Under Bush, the United States hasn't just looked only to its own interests, it's held anyone who even considered the consequences of our actions on the world outside our borders under suspicion. A lack of international knowledge was elevated from a shortfall to an asset. A leader who can inspire the hopes of those nations we consider allies by definition can't be wholly American. Ignorance isn't just bliss, it's required. This is a philosophy rushing toward its ultimate expression in the nomination of Sarah Palin, where never having given a moment's thought to any nation but our own is equated with patriotism.

No modern Odysseus is required to test the Cyclops when the creature is voluntarily blind, but the world will not suffer us to lumber on unchecked.

If you were to pick up a paper and find yourself looking at foreign leaders proclaiming that the world needed to be protected from "infection" by the American system, that the United States needed to be "contained," that the United States was the source of disaster in their own land, you might be forgiven for thinking that you're listening in to Tehran or Moscow. But that's what the leaders of our greatest international friends have been saying. At home, we may have some doubt about the causes of the financial calamity we're now experiencing, but our allies have no doubt as to its origin.

"The United States is solely to be blamed for the financial crisis. They are the cause for the crisis, and it is not Europe and it is not the Federal Republic of Germany."
--German finance minister, Peer Steinbrück

While we are fretting about our plans to restore the broken economy, there's one point that isn’t making the debates, and only rarely making the news. In many ways, we will no longer be the masters of our own economic ship. The factors that will most affect us in the future may no longer be under our control, or in the hands of those inclined to place our needs very high on their list of concerns. In a study conducted by the Guardian newspaper, not one country could be found – not France, not Japan, not neighboring Canada, not our "special friends" the United Kingdom – where a majority of the people viewed their relationship with the United States as "friendly." More than the losses in Iraq, or the dollars going to the bailout, this may be the biggest cost of the last eight years. The conservative philosophy that America has an inalienable right to unilateral action has certainly earned our nation an exceptional position around the world – we're seen as exceptionally dangerous.

After sixty years of Bretton Woods, the world is looking for a less dollar-centric alternative to our current fiscal system. And they're not begging for our permission. This past week has seen French President Nicolas Sarkozy demanding a new global summit to "recreate the capitalist system," and it's seen finance ministers from India to Africa scoffing at the idea that the United States can lecture them on how markets can be run.
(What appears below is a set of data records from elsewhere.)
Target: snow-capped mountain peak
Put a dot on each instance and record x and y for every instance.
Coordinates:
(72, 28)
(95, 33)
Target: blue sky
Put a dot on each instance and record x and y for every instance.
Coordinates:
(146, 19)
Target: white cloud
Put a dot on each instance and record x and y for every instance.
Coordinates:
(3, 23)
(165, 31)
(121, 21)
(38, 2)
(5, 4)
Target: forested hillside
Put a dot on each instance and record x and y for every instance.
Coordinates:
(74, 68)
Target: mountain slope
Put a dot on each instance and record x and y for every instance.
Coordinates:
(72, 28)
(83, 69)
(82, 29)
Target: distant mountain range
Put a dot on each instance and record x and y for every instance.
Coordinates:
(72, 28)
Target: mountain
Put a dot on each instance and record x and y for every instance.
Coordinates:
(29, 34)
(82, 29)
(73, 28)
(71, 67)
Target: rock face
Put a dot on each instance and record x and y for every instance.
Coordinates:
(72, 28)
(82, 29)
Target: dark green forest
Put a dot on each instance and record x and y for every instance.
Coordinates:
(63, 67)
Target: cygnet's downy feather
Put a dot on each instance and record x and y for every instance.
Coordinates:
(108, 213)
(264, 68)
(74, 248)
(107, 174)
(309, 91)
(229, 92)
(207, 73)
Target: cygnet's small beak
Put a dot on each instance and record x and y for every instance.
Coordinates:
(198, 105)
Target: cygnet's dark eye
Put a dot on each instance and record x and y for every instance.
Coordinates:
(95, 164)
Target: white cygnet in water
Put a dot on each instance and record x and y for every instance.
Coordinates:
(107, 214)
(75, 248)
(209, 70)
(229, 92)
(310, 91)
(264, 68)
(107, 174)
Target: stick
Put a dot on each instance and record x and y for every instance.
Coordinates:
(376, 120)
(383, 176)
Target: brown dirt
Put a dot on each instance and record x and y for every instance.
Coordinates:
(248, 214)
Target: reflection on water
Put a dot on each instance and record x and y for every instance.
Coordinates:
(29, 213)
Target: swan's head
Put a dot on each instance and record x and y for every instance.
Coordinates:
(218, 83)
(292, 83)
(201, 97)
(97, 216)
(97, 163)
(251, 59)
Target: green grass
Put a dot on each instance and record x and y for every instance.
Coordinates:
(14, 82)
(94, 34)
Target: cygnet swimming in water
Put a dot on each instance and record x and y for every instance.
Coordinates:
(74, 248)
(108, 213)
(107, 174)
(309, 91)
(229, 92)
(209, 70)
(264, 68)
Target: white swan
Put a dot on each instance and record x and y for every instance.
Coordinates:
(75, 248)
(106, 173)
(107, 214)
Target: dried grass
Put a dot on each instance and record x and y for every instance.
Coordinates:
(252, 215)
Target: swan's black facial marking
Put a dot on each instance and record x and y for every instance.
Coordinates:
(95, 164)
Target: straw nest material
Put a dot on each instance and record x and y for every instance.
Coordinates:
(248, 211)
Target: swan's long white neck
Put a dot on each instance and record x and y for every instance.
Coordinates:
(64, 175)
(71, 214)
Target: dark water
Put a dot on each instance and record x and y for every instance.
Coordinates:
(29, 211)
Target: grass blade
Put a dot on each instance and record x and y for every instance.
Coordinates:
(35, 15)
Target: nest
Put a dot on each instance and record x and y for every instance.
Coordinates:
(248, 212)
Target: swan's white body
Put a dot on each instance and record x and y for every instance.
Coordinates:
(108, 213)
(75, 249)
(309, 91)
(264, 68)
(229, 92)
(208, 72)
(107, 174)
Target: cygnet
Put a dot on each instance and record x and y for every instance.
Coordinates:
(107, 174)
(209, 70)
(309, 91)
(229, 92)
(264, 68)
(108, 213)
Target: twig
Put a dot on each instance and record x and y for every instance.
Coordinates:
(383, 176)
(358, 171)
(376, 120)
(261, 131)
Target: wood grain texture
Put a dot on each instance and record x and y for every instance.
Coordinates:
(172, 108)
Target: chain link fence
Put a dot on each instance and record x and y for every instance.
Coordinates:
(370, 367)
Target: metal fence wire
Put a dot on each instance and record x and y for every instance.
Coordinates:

Conservatives have made it fashionable to sneer at the rest of the world. That attitude hasn't gone unnoticed, and anyone looking for some lingering attitude of gratefulness and compliance is about to be disappointed.

We think of ourselves as a benevolent giant, more akin to the Jolly Green fellow than the character at the top of the beanstalk. But whether it's malevolence or merely carelessness, the inhabitants of the valley are tired of being stepped on. They're sharpening their sticks. We view ourselves as "first among equals," but even our closest allies are bitterly aware that there are no equals as long as there's a first.

As the world meets in global summit to "rebuild capitalism," the United States may host the event, but don't expect the rest of the world to turn to America for ideas. Instead, they will try and sort out if we are AIG -- salvageable, and possibly too large to fail -- or Lehman Brothers -- a former titan allowed to crash on the rocks. Whatever emerges from this summit, it's going to be a very different world than the one we've lived in since that meeting at the Mount Washington Hotel.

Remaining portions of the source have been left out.